結果、最初の45分間を振り返ると、徳島は70%近いポゼッションを握っていたはずだが、放ったシュートは僅か1本だけ。その数字を見れば、徳島が如何にボールを保持しながら効果的な形を作れない難しい状態へ追いやられていたか分かるだろう。

しかももうひとつ厳しいことに、徳島はその前半で先制点も奪われてしまう。それまでの単発的なカウンターと違い、鳥取が落ち着いて中盤を構成してきた28分、実信憲明の鋭い縦パスを受けた久保に精度高いコントロールシュートを決められてしまったのだ。もちろんそのフィニッシュは決めた久保の技術を誉めるべきものであった。とは言え、鳥取の守りの策にリズムを消されていた徳島にとっては非常に嫌な流れの失点。事実「すごくきつかったなと思います」と小林伸二監督も試合後それについて語っていた。

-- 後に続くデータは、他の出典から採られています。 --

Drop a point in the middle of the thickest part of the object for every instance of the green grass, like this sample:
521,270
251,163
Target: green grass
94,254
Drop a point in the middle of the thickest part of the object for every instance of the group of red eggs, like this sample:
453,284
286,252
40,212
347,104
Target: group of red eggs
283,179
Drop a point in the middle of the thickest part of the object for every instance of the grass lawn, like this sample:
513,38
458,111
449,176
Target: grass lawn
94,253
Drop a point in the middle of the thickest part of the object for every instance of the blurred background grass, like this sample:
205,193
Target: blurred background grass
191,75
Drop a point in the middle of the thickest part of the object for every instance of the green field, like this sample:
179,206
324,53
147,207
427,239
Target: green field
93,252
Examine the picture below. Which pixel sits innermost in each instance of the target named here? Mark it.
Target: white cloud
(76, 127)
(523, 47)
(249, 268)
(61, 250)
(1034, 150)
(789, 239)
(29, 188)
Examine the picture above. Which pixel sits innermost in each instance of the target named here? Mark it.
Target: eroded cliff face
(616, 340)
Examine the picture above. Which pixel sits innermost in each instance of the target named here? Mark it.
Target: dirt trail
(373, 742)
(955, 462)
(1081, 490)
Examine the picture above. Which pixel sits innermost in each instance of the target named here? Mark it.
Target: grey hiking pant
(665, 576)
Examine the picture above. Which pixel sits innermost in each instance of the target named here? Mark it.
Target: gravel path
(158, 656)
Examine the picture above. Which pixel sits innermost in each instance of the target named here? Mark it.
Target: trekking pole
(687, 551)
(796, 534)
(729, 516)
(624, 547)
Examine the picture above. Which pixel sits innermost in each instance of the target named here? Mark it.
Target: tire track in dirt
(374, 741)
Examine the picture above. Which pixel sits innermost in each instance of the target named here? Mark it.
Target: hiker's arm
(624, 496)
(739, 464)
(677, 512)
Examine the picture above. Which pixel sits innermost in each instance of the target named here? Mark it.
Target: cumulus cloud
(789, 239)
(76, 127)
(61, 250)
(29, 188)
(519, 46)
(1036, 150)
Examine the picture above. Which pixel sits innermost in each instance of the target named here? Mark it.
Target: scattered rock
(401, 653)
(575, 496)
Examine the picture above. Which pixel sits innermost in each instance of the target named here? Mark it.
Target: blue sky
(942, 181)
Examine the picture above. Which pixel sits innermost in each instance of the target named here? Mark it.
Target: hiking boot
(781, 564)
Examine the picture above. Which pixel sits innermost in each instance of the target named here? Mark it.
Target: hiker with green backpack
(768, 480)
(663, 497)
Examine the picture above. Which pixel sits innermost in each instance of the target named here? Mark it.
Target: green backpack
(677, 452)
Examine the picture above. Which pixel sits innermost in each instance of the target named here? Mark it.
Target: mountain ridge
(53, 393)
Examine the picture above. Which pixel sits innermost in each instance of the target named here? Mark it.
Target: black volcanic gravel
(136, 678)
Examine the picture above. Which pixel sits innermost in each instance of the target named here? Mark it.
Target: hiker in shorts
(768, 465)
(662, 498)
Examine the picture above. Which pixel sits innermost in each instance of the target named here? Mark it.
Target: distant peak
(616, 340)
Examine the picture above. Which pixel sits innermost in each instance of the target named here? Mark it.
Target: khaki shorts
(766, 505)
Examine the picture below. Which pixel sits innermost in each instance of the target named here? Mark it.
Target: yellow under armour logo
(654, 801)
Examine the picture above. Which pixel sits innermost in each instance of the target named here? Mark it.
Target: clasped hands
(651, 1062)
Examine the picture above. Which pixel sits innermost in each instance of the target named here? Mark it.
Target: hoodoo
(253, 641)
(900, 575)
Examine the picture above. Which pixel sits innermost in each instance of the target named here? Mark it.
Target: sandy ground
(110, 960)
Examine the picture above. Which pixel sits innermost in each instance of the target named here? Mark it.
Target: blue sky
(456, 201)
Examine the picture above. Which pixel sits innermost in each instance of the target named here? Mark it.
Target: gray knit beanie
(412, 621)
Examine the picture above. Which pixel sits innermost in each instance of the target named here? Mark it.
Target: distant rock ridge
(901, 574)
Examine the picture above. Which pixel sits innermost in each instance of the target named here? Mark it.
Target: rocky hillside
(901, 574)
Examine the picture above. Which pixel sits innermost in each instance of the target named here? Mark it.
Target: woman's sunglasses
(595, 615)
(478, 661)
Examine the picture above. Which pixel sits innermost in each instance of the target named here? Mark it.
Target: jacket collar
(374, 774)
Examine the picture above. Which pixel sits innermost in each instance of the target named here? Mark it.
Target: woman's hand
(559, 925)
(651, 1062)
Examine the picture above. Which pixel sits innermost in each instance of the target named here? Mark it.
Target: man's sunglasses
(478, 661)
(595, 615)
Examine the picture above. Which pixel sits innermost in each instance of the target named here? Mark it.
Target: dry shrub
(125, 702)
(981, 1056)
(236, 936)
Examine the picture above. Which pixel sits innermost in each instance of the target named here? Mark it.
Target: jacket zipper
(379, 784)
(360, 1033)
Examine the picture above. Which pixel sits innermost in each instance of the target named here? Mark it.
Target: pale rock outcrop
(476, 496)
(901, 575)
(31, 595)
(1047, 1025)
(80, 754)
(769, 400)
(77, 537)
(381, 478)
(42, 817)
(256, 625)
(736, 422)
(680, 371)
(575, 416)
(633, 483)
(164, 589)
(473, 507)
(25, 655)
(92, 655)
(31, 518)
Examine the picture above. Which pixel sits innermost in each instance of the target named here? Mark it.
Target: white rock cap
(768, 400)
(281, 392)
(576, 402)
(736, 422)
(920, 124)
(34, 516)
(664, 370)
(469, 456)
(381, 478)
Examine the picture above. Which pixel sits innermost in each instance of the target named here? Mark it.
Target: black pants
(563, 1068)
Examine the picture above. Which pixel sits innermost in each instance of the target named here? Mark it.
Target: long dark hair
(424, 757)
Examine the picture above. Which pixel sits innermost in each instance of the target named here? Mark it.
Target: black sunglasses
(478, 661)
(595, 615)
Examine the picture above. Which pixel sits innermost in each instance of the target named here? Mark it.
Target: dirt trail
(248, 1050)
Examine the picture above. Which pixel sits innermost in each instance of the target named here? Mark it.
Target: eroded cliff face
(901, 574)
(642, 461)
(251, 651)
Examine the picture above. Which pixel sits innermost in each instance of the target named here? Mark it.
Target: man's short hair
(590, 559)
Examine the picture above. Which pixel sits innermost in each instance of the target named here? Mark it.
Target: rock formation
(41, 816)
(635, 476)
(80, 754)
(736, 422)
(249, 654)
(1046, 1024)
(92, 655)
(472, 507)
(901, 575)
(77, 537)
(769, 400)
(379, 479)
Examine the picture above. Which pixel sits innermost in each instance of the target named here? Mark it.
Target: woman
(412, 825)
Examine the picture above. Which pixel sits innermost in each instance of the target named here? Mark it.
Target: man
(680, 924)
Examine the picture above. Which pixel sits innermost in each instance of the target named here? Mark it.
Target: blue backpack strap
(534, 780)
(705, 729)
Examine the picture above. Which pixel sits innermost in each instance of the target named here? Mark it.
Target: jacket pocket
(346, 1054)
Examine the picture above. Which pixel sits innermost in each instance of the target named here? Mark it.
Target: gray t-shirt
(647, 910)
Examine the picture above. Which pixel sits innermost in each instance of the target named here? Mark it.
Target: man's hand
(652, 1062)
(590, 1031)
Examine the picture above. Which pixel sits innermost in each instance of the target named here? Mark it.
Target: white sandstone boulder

しかし迎えた後半、その小林監督の采配がゲームを大きく動かす。
前半なかった中央バイタルへの侵入を51分、56分と続けて成功させ幾らか好転の兆しが見え始めたチームに、指揮官はドウグラスと那須川将大を続けて投入。すると送り込まれたその2人が期待に応えるようにこれ以上ない結果を出したのである。まず68分、チームの繋ぎを左タッチライン際で引き取った那須川が得意の左足で高さのあるクロスを入れると、逆サイドで待っていたのはドウグラス。背番号9は驚愕のジャンプから競り合うマーカーの頭ひとつ上へ出て、お手本のような叩き付けるヘディングで同点ゴールを決めた。さらにその6分後にも、2人のホットラインが輝きを放つ。再び左サイドでボールを受けた那須川がマーカーとの駆け引きの中で僅かなキックコースを作り出し、今度はライナー性のスピードクロスを鳥取のDFラインとGKの間へ。それをまたしてもドウグラスが頭で突き刺して見せたのだ。
「スタンバイの選手がゲームの勢いを付けてくれたということを考えると、彼らの質は高かったなと」と小林監督はその2人の働きに高い評価を与えていたが、戦況を読んで組織に必要なものを、鳥取のサイドへの寄せが緩くなってきた的確なタイミングでチームへ加えたその指揮官の采配が逆転への大きなポイントとなったのは間違いない。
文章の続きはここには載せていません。